TLR3 gene polymorphisms and liver disease manifestations in chronic hepatitis C

• Published in: Journal of medical virology Vol. 81; no. 7; pp. 1204 - 1211
• Main Authors: Askar, Eva, Bregadze, Rusudan, Mertens, Jasmin, Schweyer, Stefan, Rosenberger, Albert, Ramadori, Giuliano, Mihm, Sabine
• Format: Journal Article
• Language: English
• Published: Hoboken Wiley Subscription Services, Inc., A Wiley Company 01.07.2009; Wiley
• Subjects: Adult; Biological and medical sciences; Exons; Female; Fundamental and applied biological sciences. Psychology; Genotype; HCV genotypes; Hepacivirus - genetics; Hepacivirus - isolation & purification; hepatitis C virus (HCV); Hepatitis C, Chronic - genetics; Hepatitis C, Chronic - immunology; Hepatitis C, Chronic - pathology; Human viral diseases; Humans; Infectious diseases; L412F; Male; Medical sciences; Microbiology; Middle Aged; Miscellaneous; Mutation, Missense; Point Mutation; Polymorphism, Single Nucleotide; Promoter Regions, Genetic; single nucleotide polymorphism (SNP); T-976A; Toll-like receptor (TLR); Toll-Like Receptor 3 - genetics; Viral diseases; Virology; hepatitis C virus (HCV); Toll like receptor 3; Genotype; Hepatic disease; Toll like receptor; T-976A; Infection; Virus; Gene; Toll-like receptor (TLR); Viral disease; single nucleotide polymorphism (SNP); Digestive diseases; HCV genotypes; L412F; Single nucleotide polymorphism; Flaviviridae; Hepatitis C virus; Hepacivirus; Viral hepatitis C
• ISSN: 0146-6615; 1096-9071
• DOI: 10.1002/jmv.21491

Phenotypes of liver disease due to chronic hepatitis C virus (HCV) infection show a wide range of variations in terms of histological manifestations and the clinical outcome.

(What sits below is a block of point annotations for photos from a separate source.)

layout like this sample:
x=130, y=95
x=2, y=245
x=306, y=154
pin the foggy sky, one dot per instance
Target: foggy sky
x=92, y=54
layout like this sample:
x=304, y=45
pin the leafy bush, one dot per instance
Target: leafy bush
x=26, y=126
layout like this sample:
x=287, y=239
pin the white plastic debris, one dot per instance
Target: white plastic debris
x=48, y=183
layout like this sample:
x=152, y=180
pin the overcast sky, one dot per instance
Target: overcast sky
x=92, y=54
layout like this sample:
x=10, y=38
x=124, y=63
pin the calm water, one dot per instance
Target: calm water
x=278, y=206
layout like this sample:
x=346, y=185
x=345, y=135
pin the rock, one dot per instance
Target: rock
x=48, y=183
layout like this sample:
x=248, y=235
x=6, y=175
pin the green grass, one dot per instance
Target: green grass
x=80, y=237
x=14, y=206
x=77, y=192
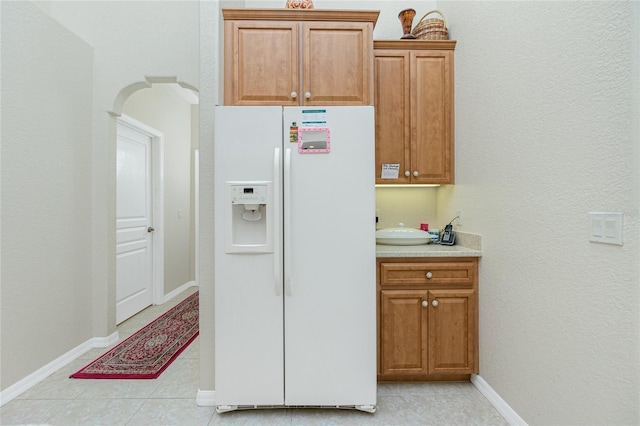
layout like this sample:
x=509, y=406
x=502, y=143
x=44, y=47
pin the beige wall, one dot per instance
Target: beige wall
x=45, y=289
x=546, y=132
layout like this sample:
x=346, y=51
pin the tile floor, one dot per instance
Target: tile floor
x=170, y=399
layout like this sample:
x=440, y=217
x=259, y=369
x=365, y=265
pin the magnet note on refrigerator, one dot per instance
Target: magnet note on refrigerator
x=314, y=140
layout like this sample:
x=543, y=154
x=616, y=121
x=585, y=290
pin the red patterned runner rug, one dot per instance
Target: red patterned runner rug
x=148, y=352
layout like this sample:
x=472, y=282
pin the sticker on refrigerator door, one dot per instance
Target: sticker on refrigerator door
x=314, y=118
x=314, y=140
x=390, y=171
x=293, y=132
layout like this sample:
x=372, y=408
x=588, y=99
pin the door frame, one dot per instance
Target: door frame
x=157, y=193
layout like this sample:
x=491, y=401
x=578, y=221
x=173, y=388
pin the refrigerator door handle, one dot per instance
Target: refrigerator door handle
x=277, y=216
x=287, y=222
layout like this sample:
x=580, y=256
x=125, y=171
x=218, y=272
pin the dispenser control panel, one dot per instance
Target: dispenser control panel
x=243, y=194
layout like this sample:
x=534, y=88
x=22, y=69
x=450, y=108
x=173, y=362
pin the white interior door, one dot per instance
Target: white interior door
x=134, y=222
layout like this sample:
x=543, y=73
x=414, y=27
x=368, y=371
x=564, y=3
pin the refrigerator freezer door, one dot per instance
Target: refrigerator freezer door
x=248, y=286
x=330, y=342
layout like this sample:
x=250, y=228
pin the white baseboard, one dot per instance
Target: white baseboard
x=179, y=290
x=37, y=376
x=206, y=398
x=500, y=404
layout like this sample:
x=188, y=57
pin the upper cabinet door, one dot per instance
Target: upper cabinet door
x=261, y=63
x=432, y=116
x=337, y=60
x=414, y=111
x=393, y=114
x=291, y=57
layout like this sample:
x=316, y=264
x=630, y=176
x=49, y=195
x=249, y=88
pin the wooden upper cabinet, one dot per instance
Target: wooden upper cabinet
x=298, y=57
x=414, y=100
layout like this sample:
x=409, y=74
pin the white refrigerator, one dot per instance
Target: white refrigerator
x=295, y=316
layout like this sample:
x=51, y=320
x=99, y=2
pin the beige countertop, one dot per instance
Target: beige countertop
x=470, y=246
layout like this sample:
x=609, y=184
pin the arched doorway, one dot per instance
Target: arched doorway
x=171, y=109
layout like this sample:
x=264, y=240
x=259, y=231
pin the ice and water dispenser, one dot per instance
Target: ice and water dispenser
x=250, y=207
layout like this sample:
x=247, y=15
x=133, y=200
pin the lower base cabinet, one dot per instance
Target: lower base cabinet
x=427, y=318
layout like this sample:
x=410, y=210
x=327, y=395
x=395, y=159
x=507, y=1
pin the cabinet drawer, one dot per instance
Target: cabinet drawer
x=424, y=273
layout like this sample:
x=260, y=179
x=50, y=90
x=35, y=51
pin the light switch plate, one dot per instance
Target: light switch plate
x=606, y=227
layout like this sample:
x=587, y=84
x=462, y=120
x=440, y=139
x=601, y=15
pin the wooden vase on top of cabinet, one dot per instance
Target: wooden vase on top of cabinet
x=294, y=57
x=414, y=101
x=427, y=318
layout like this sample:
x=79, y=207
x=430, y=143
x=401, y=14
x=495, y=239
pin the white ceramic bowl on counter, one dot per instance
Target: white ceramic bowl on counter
x=402, y=236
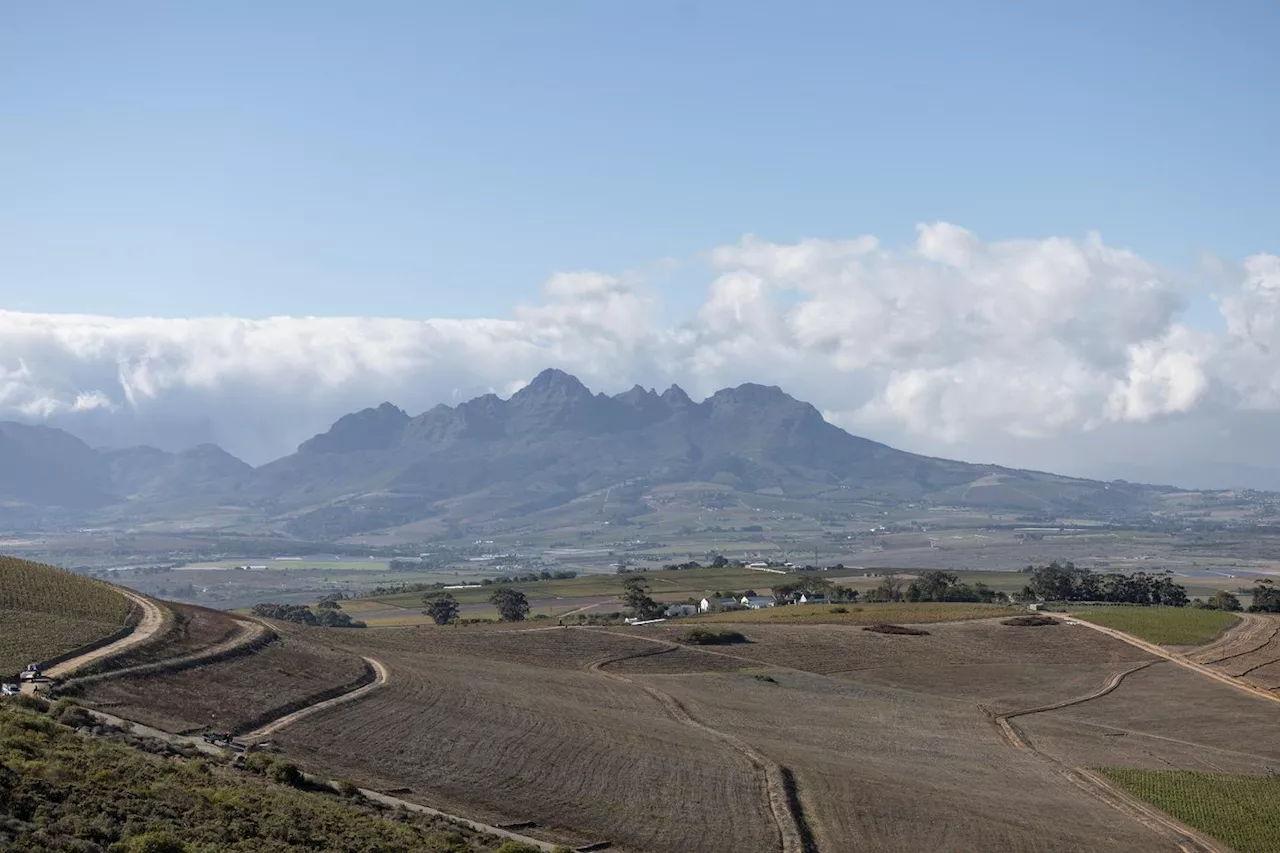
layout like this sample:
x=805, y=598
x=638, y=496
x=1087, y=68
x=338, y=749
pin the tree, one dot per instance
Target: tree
x=1266, y=597
x=635, y=593
x=511, y=603
x=1223, y=600
x=932, y=585
x=442, y=607
x=842, y=593
x=890, y=588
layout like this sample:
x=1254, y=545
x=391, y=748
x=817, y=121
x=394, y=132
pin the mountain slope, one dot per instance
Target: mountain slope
x=549, y=445
x=554, y=442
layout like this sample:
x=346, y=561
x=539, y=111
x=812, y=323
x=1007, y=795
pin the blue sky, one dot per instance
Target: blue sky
x=416, y=159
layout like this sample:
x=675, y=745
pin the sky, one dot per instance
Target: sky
x=1036, y=233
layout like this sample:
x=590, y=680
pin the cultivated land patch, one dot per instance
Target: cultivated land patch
x=27, y=637
x=862, y=614
x=48, y=611
x=1239, y=811
x=512, y=728
x=1162, y=625
x=1251, y=652
x=1164, y=717
x=187, y=629
x=891, y=740
x=234, y=694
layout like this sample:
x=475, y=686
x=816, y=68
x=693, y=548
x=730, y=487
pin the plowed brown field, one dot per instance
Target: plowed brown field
x=890, y=739
x=804, y=738
x=1251, y=651
x=510, y=726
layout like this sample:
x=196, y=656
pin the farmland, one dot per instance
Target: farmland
x=1249, y=652
x=862, y=614
x=1237, y=810
x=886, y=737
x=233, y=694
x=64, y=792
x=808, y=728
x=1162, y=625
x=46, y=611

Sensing of viral double-stranded RNA (dsRNA) by Toll-like receptor 3 (TLR3) is likely involved in early pathogen detection and the host response to viral infection. This study analyzed epidemiological and clinical data from a total of 137 patients with chronic HCV infection with regard to two polymorphic positions within the TLR3 gene: rs5743305 (T/A) is located within the promoter region and might affect transcriptional activity, rs3775291 (C/T) is a non-synonymous single nucleotide polymorphism (SNP) located within exon 4 and the variant receptor has been shown to be functionally impaired. TLR3 promoter and the exon 4 variations were not found to be associated with TLR3 gene expression in peripheral blood mononuclear cells (PBMCs). In the liver, however, a tendency of higher TLR3 gene expression was found for exon 4 TT genotypes. Both variations were not found to be associated with clinical parameters of chronic disease. On the other hand, an analysis of the TLR3 exon 4 genotype distribution with respect to HCV subtype revealed an absence of TT genotype among HCV subtype 1a infected individuals. This study thus failed to reveal any association of the two SNPs under investigation with clinical parameters of chronic hepatitis C. However, data argue for a functional relevance of the exon 4 SNP in terms of conferring a different susceptibility towards HCV subtype infection. J. Med. Virol. 81:1204-1211, 2009.